El sábado seguí con mi plan de aligerar y ordenar el salón, centrándome en el

rincón que está a la izquierda del sofá y dedicando un ratito a cuidar mis

plantas.

El sol entrando por la ventana iluminaba todo y saqué la cámara para captar

ese momento de luz.

Encontré calma y bienestar fotografiando tal cual, sin hacer una viñeta perfecta

con todo colocado.

Siempre he tendido a planificar la puesta en escena de los post, lo que no

resulta fácil en un apartamento pequeño como el mío donde ya no queda

ninguna pared libre, ningún lienzo en blanco. Parece que estoy jugando al

tetris, quito de aquí para poner allí pero en este sitio no es buena la luz, no

queda centrado, no hay espacio para el trípode...

Acabo estresada y salvo que sea realmente necesario me he propuesto hacer

realidad la nueva coletilla del blog, el slow concept.

Mi propósito de aligerar y ordenar mi día a día también lo he puesto en
práctica a nivel virtual, eliminando boletines y suscripciones a webs que
ya no me aportan demasiado. Con ello estoy consiguiendo bajar mi
ansiedad a la hora de abrir el correo electrónico y encontrarme con
tropecientos mil emails si he estado dos días sin poder entrar.

También ralentizar en las redes, comparto si puedo pero no pasa nada si no lo hago.



El cuidado de las plantas de interior, a falta de un jardín propio (cómo lo

echo de menos), es una de las tareas que más me relaja y en la que, sin

darme cuenta, pongo en práctica la máxima de meditación "Centrar mi

atención sin esfuerzo en lo que acontece aquí y ahora".

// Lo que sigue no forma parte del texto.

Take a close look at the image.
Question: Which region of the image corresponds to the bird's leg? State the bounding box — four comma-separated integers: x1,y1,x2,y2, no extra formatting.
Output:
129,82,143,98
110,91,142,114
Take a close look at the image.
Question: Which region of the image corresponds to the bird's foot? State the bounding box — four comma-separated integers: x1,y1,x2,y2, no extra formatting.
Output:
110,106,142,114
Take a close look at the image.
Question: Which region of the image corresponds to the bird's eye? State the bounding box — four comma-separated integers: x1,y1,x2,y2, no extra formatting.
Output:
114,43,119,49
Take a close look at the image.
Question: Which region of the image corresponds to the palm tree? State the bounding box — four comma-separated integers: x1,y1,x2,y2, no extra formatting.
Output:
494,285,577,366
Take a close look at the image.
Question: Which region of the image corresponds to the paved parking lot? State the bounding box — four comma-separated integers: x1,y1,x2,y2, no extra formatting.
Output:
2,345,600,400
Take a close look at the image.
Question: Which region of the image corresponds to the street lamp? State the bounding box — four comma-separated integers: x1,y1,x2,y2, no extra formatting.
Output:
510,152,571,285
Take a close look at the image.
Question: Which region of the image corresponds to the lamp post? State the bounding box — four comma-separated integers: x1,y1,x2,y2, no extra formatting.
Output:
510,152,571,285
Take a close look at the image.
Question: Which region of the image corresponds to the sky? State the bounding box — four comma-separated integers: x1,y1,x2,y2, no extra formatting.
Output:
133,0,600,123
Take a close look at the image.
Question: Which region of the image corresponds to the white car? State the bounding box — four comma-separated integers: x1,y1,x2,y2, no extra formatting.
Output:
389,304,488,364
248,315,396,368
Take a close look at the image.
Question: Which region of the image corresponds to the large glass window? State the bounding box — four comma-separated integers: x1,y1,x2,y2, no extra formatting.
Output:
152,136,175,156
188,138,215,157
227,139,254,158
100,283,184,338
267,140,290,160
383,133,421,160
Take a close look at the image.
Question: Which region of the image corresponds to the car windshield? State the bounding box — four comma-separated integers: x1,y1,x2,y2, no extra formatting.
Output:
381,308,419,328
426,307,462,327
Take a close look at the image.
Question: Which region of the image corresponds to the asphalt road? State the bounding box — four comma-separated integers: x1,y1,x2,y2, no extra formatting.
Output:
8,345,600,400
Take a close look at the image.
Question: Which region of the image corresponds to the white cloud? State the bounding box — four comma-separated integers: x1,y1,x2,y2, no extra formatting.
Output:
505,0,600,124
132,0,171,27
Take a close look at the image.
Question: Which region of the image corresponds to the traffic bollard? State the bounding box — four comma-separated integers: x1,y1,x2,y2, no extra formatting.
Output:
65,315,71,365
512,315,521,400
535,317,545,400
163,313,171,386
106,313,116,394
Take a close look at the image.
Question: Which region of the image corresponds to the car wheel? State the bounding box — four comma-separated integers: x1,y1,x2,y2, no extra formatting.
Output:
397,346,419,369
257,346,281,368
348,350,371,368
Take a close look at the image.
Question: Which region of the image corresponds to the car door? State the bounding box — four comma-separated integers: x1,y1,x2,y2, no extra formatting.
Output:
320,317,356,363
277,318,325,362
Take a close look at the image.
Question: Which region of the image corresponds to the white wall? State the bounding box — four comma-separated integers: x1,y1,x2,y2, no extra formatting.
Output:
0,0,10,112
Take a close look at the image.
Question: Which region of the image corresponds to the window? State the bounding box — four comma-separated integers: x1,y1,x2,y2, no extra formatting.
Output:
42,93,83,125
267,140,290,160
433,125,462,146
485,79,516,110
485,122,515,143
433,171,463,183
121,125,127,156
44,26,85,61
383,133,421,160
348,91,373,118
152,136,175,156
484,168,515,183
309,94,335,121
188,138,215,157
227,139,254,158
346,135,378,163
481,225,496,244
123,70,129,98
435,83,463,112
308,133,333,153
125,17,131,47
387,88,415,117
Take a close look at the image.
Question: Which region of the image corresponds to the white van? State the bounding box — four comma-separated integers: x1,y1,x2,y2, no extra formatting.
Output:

Una de las primeras cosas que hago al llegar a casa después del trabajo es

acercarme a saludarlas, ver si tienen buen aspecto, si han echado alguna

hoja nueva... Hasta Javi se ha acostumbrado a observar cómo van creciendo.

Soy de las que habla con ellas y suelo ponerles nombres.

De los esquejes que traje de Marrakech en Navidad han agarrado dos.

Hemos perdido a mi deseado geranio Dr. Westerlund que traje con tanta

ilusión (creo que por exceso de riego), aunque he comprobado que se puede

adquirir en algunos viveros de aquí donde no se le conoce por ese nombre sino

por geranio con olor a limón (Pelargonium Crispum) y quiero hacerme con uno.

Wester, como lo bautizamos, no ha sobrevivido pero si Kech, el otro esqueje

que cogí de una maceta de la terraza de nuestro riad. Se trata de una planta

crasa de varas largas con hojitas carnosas que podéis ver en el macetón de la

fotografía siguiente (al lado está el geranio de olor). No sé qué nombre tiene y

no he podido encontrarlo en la red. Palabrita que esta vez sólo le he dedicado

cinco minutos.

¿Sabéis de qué planta se trata?



Las hojitas que traía se le han caído pero está echando tres nuevas en el

extremo. Veremos cómo va evolucionando.







El tercer esqueje es del cactus más de moda en decoración (Euphorbia

ingens o Candelabra Tree) y al que nosotros llamamos Yves porque lo

cogimos en los alrededores de los Jardines de Majorelle.

También parece haber agarrado con fuerza pero es tan pequeñito que cuando

quiera tener un tamaño visible seguramente ya no sea el must have decorativo

que es hoy, aunque en realidad eso es lo de menos. Lo delicioso será ver como

crece poco a poco y recordar su historia, ¿no creéis?.